La cineasta Marian Masoliver y Simon Edwards han viajado a Colombia para documentar el alcance del Programa de Educación para la Paz (PEP) en los excombatientes, las víctimas y en otros grupos tras una guerra de cinco décadas que está llegando a su fin. En este, su tercer blog, reflexiona sobre sus vivencias. Puede leer la 1ª parte y la 2ª parte.
Lo primero que vi al mirar por la ventana, cuando llegué a Colombia, fue un gran pájaro azul picoteando la hierba y mirándome. Feliz día. Los colombianos son abiertos, amables y siempre están dispuestos a ayudar; y parece como si la luz y el tiempo morasen en su mirada. El colorido y la alegría fue lo que más me impresionó al llegar a ese maravilloso país.
No soy experta en la guerra colombiana, pero he sido testigo de que todos están cansados del conflicto tan largo, inhumano e inútil que han sufrido.
Las víctimas quieren paz, los guerrilleros quieren paz, los comandantes de las FARC quieren paz, los exparamilitares quieren paz. Y cuando todos se unen y comparten el mismo entendimiento, no hay vuelta atrás. «El proceso de paz es como una bicicleta, no tiene marcha atrás», nos dijo un Alto Comisionado para la Paz en un campamento donde miembros de las FARC, el grupo rebelde más numeroso, empiezan a desmovilizarse.

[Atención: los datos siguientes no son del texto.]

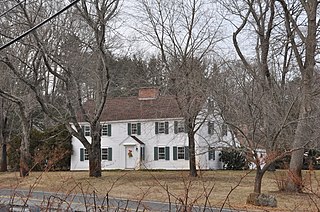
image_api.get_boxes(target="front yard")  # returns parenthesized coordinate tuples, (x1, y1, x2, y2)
(0, 170, 319, 211)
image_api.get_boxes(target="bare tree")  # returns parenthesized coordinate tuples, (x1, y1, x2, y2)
(0, 97, 10, 172)
(216, 0, 301, 197)
(277, 0, 319, 192)
(136, 0, 222, 177)
(0, 90, 34, 177)
(0, 0, 120, 177)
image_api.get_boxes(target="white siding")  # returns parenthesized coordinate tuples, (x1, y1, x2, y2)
(70, 118, 237, 170)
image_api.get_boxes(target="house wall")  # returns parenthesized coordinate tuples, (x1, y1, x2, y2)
(70, 118, 236, 171)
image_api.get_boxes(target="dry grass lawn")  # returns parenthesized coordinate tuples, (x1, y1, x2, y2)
(0, 170, 319, 211)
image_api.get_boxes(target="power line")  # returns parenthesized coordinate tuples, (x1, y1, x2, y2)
(0, 0, 26, 18)
(0, 0, 80, 51)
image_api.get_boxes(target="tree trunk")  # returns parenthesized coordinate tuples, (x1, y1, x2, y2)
(286, 0, 316, 191)
(254, 168, 264, 194)
(188, 131, 197, 177)
(19, 105, 31, 177)
(88, 144, 102, 177)
(287, 104, 310, 192)
(0, 143, 7, 172)
(89, 124, 102, 177)
(20, 130, 30, 177)
(0, 98, 7, 172)
(20, 149, 30, 177)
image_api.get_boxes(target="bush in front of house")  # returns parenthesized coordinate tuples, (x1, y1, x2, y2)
(220, 148, 248, 170)
(8, 125, 72, 171)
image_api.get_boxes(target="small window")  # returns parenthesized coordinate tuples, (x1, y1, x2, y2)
(128, 123, 141, 135)
(84, 149, 89, 160)
(155, 122, 169, 134)
(101, 148, 108, 160)
(221, 124, 228, 136)
(174, 121, 185, 133)
(101, 124, 111, 136)
(154, 146, 170, 160)
(132, 123, 138, 134)
(208, 147, 215, 160)
(82, 126, 91, 136)
(177, 147, 185, 159)
(173, 146, 189, 160)
(158, 122, 165, 133)
(177, 122, 185, 133)
(208, 121, 214, 135)
(158, 147, 165, 160)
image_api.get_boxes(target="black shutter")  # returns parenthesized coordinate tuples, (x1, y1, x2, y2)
(137, 123, 141, 135)
(208, 122, 212, 134)
(140, 146, 145, 160)
(108, 148, 112, 161)
(80, 148, 84, 161)
(173, 146, 177, 160)
(185, 146, 189, 160)
(154, 147, 158, 161)
(127, 123, 131, 135)
(165, 147, 170, 160)
(155, 122, 159, 134)
(165, 122, 169, 134)
(81, 126, 85, 135)
(108, 124, 112, 136)
(174, 121, 178, 134)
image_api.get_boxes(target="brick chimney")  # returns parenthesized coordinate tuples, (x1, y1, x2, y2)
(138, 87, 159, 100)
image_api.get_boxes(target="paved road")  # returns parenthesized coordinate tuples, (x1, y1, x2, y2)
(0, 188, 243, 211)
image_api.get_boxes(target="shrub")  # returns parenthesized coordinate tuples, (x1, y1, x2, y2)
(8, 125, 72, 171)
(220, 148, 248, 170)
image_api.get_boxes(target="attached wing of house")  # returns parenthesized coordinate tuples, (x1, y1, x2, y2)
(70, 88, 235, 170)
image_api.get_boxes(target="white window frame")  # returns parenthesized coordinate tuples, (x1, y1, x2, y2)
(101, 124, 109, 136)
(209, 147, 215, 160)
(83, 126, 91, 137)
(84, 149, 89, 160)
(221, 124, 228, 136)
(131, 123, 138, 135)
(177, 121, 185, 133)
(158, 147, 165, 160)
(101, 148, 108, 160)
(177, 147, 185, 159)
(158, 122, 165, 134)
(208, 121, 214, 135)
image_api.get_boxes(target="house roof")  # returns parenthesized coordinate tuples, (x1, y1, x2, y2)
(130, 136, 145, 145)
(80, 95, 183, 122)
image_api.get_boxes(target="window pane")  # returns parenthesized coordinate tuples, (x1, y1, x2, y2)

Estuvimos dos meses en la ciudad de Medellín filmando el documental, mientras el conflicto armado más largo de los últimos tiempos se acerca a su fin. Estuvimos con un grupo de cinco víctimas y excombatientes mientras asistían a los talleres del programa educativo y fuimos testigos de su transformación.
En la primera entrevista, nos contaron sus trágicas historias impulsados por la necesidad de hablar, y de ser escuchados. Nunca había escuchado algo parecido:
«Me secuestraron a los 13 años y me obligaron a formar parte de un grupo armado. No tuve ocasión de escaparme hasta 14 años después».

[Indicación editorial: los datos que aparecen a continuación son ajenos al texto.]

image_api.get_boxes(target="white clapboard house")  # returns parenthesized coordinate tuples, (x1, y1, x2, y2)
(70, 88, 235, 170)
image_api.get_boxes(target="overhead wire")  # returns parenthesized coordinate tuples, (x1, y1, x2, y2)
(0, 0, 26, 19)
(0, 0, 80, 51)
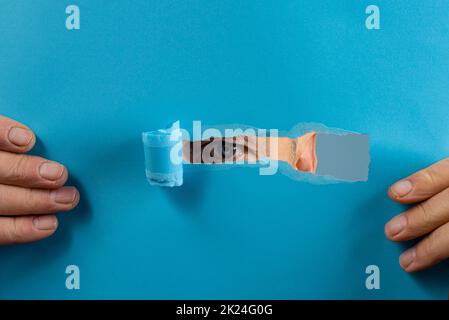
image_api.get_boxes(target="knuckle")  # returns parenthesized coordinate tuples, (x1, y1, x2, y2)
(6, 218, 27, 244)
(8, 154, 29, 182)
(410, 203, 434, 234)
(24, 189, 55, 213)
(418, 236, 440, 267)
(422, 237, 435, 257)
(417, 203, 432, 224)
(420, 169, 437, 188)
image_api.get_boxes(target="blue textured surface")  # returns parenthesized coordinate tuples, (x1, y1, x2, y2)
(1, 0, 449, 299)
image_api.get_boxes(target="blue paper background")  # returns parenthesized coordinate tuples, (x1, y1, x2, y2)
(1, 0, 449, 299)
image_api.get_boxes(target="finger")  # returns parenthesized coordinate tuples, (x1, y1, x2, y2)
(388, 158, 449, 204)
(385, 187, 449, 241)
(0, 151, 68, 189)
(0, 115, 36, 153)
(0, 215, 58, 245)
(0, 185, 79, 215)
(399, 221, 449, 272)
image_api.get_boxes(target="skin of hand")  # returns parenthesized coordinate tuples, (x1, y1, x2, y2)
(385, 158, 449, 272)
(0, 115, 79, 245)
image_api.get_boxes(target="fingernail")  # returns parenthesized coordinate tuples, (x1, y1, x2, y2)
(385, 214, 407, 238)
(33, 216, 57, 231)
(399, 248, 416, 270)
(39, 162, 64, 181)
(8, 127, 33, 147)
(52, 187, 77, 204)
(391, 180, 413, 198)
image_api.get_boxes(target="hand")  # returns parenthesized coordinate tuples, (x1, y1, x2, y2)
(0, 115, 79, 245)
(385, 159, 449, 272)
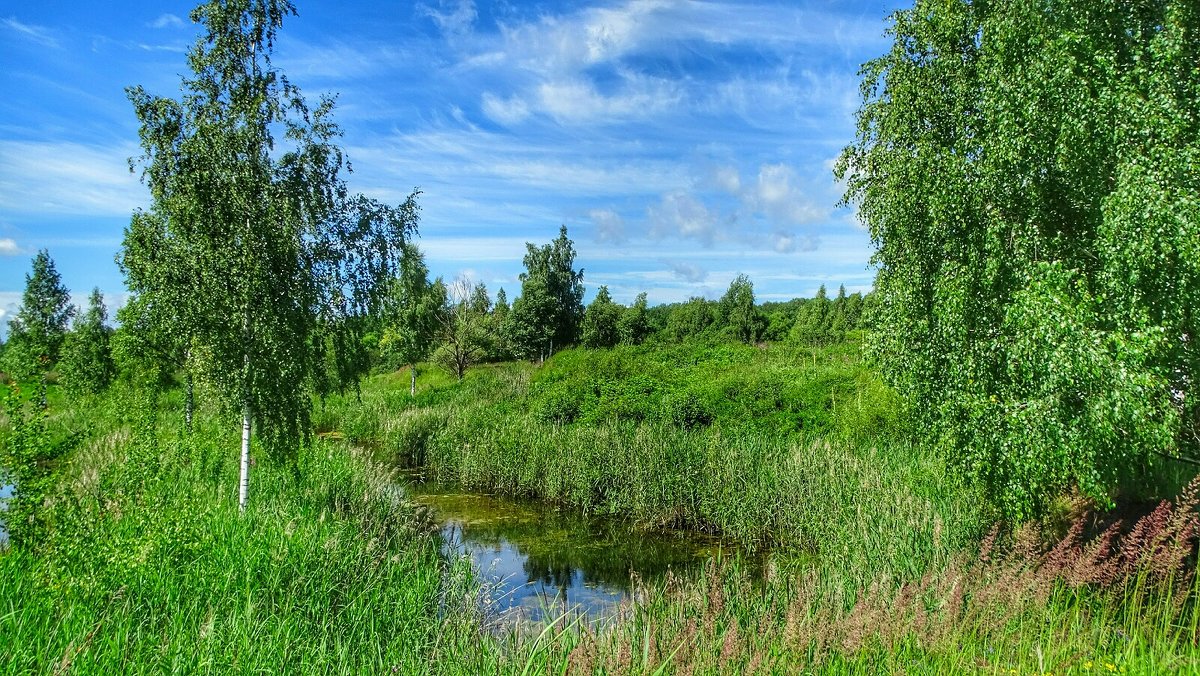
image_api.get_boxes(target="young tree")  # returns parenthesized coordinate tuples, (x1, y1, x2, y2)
(718, 273, 761, 344)
(617, 292, 651, 346)
(838, 0, 1200, 517)
(434, 277, 493, 380)
(380, 244, 445, 396)
(506, 275, 558, 362)
(667, 297, 717, 342)
(790, 285, 830, 345)
(59, 288, 116, 395)
(509, 226, 584, 359)
(121, 0, 418, 511)
(1, 250, 74, 381)
(581, 285, 622, 349)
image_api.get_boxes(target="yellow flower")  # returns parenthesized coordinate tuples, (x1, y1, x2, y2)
(1105, 665, 1116, 672)
(1084, 662, 1093, 669)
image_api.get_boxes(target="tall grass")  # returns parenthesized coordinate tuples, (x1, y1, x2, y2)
(0, 388, 482, 674)
(324, 341, 986, 587)
(467, 480, 1200, 673)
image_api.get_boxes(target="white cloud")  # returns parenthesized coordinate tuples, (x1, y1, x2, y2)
(421, 0, 477, 37)
(711, 166, 740, 194)
(481, 92, 530, 126)
(0, 141, 144, 216)
(535, 76, 681, 125)
(0, 238, 23, 256)
(149, 13, 184, 29)
(647, 191, 723, 246)
(663, 259, 707, 283)
(747, 163, 826, 227)
(2, 17, 59, 48)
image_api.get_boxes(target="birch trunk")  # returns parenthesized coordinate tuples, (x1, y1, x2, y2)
(410, 364, 417, 397)
(185, 371, 194, 433)
(239, 396, 251, 512)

«Me abandonaron cuando tenía siete años y a esa edad me vi obligado a trabajar muchas horas al día. A los 15 me uní a un grupo armado».
«De adolescente recorrí el país en busca de oro para poder sobrevivir».
«Me vi obligado a abandonar mi hogar y mi familia por amenazas de muerte, y a cruzar a pie el país para poder sobrevivir».
«Tuve que elegir entre un grupo armado u otro cuando tenía 11 años. No había otra opción».
Cada historia podría convertirse en una novela o una película. Y cuanto más escuchamos, más nos dimos cuenta de que esas historias eran «habituales» para demasiadas personas en Colombia.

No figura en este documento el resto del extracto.